А музыка продолжала звучать, только откуда-то из вне. Она блуждала, то усиливаясь, то затихая, так что невозможно было определить место нахождения её источника. Я понял, что непременно, во что бы то ни стало должен найти таинственного музыканта, вернее музыкантшу, если так можно выразиться, ведь она спасла мне жизнь. Наяву ли, во сне ли я слышал звук скрипки и видел звездочку, но холодный массив чугунных кованых ворот я помню отчетливо. Тут ошибки быть не могло. Смерть играет с нами в прятки, пока мы ещё в спасительном отдалении от неё. Но стоит ей приблизиться вплотную и занести над головой свои ледяные костлявые лапы, как надобность прятаться исчезает, и она предстаёт во всей своей мертвенной «красе». Трудно, практически невозможно тогда улизнуть, освободиться от её железных объятий. Мне сегодня удалось, и причиной тому моя таинственная скрипачка, пожертвовавшая ради моего спасения своей жизнью. И хотя её мёртвого тела мне найти не удалось, быть может, удастся найти её живую, скрипка ведь поёт, я это отчётливо слышу.

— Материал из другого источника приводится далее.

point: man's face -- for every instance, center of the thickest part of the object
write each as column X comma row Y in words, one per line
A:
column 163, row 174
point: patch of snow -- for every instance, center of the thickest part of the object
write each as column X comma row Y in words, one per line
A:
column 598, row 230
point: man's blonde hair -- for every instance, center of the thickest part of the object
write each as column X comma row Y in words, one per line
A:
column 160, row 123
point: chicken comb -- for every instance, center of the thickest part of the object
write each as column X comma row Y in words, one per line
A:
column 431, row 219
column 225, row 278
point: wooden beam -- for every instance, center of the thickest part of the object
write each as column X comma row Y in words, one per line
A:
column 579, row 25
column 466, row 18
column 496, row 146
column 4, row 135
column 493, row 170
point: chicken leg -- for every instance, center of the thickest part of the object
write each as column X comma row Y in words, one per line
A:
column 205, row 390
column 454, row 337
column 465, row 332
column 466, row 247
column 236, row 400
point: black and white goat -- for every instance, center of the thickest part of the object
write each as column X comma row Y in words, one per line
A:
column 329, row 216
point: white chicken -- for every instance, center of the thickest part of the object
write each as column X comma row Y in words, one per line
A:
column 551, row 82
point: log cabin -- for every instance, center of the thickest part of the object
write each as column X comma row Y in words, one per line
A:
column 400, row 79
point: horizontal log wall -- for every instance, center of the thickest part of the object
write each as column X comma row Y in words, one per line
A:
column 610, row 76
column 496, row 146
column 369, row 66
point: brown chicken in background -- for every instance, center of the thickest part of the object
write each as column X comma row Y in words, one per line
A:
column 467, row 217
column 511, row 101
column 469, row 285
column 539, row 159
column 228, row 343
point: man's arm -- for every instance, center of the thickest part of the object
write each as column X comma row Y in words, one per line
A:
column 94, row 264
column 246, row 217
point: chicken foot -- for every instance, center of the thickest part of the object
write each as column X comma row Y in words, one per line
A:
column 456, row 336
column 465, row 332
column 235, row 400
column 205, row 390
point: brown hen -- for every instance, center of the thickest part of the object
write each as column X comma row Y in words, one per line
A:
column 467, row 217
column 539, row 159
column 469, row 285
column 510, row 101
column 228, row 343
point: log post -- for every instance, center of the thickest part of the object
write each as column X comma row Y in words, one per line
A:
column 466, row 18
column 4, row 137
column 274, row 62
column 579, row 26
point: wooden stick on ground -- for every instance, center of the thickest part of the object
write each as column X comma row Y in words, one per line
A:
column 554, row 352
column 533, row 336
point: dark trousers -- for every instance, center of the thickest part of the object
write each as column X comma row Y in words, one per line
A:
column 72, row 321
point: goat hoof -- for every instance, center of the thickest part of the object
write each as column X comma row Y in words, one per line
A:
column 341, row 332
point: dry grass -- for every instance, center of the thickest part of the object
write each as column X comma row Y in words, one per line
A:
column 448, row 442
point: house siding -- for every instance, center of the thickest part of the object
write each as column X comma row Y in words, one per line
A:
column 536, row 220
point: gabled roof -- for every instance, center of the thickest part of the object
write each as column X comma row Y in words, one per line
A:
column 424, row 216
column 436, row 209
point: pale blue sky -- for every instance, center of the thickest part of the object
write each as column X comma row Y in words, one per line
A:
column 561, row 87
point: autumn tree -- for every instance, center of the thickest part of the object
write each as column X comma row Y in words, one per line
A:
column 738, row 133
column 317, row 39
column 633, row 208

Я потихоньку, чтобы не спугнуть завораживающий голос скрипки спустился вниз, в холл, где возле камина оставил моего гостеприимного хозяина. Он оказался на месте, но мелодия вдруг пропала. Я поискал её, она не заставила себя долго ждать, но, зазвучав снова, вскоре опять спряталась. Это повторилось ещё раз, и ещё, и когда в очередной раз я потерял её, руки мои опустились, и я рухнул в случайно подвернувшееся кресло. Но это был ещё не конец, она дразнила меня, играла со мной в прятки. Мой великодушный благодетель краем глаза наблюдал за мной – должно быть смешно и нелепо я выглядел, но это обстоятельство меня нисколько не смущало. Я был целиком поглощён своими поисками, и когда музыка снова зазвучала, откуда-то сверху, должно быть со второго этажа дома, где находилась моя комната, я, прихватив бутылку виски, и ничего не объясняя заинтригованному моим поведением хозяину, молча направился к лестнице, по которой спустился несколько минут назад.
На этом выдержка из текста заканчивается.